• Samsung Asset Management Hong Kong is launching a Bitcoin Futures Active ETF on the Hong Kong stock market on January 13th.
• The ETF seeks to provide exposure to Bitcoin’s value by investing in Bitcoin futures products listed on the Chicago Mercantile Exchange.
• Both retail and institutional investors will be able to gain access to the ETF.
Samsung Asset Management Hong Kong (SAMHK) has announced that it will be launching a Bitcoin Futures Active ETF on the Hong Kong stock market on January 13th. The ETF will be a sub-fund of the Samsung ETFs Trust III, an umbrella unit trust established under Hong Kong law.
The ETF will aim to provide economic exposure to Bitcoin’s value by investing in Bitcoin futures products listed on the Chicago Mercantile Exchange (CME). By investing in these CME-listed futures products, the ETF will provide investors with access to the value of Bitcoin without the need to purchase and store actual Bitcoin.
The ETF will be open to both retail and institutional investors, making it accessible to a wide range of investors. This will provide retail investors with the opportunity to gain exposure to Bitcoin without the need to purchase and store actual Bitcoin, while also providing institutional investors with access to an ETF-based product that provides exposure to Bitcoin.
The launch of the ETF is expected to provide a boost to the Bitcoin market in Hong Kong, as well as provide more options for investors looking to gain exposure to Bitcoin. The ETF will also allow investors to gain exposure to the value of Bitcoin without the need to purchase and store actual Bitcoin, providing a more cost-effective way for investors to gain exposure to the digital currency.

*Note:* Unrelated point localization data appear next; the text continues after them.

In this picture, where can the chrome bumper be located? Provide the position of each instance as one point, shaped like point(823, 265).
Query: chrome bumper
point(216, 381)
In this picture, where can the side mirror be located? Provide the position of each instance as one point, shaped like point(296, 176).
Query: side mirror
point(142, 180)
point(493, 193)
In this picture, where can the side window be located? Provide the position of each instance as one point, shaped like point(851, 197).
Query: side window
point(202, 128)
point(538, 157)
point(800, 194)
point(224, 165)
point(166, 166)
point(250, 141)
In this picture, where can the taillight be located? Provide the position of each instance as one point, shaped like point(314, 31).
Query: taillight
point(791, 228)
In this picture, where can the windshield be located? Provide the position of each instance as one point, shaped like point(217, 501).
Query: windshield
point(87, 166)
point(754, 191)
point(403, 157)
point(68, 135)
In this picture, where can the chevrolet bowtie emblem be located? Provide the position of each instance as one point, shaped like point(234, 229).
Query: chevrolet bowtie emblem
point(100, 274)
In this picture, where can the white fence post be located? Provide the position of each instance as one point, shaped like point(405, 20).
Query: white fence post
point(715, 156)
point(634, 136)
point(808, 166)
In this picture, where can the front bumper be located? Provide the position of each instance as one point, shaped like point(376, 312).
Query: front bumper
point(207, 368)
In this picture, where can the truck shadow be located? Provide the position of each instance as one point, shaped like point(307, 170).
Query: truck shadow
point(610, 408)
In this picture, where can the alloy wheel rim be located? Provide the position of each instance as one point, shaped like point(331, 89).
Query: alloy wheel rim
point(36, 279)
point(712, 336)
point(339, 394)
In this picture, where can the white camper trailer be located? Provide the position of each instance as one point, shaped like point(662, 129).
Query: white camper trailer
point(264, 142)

Overall, the launch of the Samsung Bitcoin Futures Active ETF is expected to provide more options for investors looking to gain exposure to Bitcoin, as well as provide a boost to the Bitcoin market in Hong Kong. The ETF will also provide retail and institutional investors with the opportunity to gain exposure to the value of Bitcoin without the need to purchase and store actual Bitcoin, making it a more cost-effective option for investors.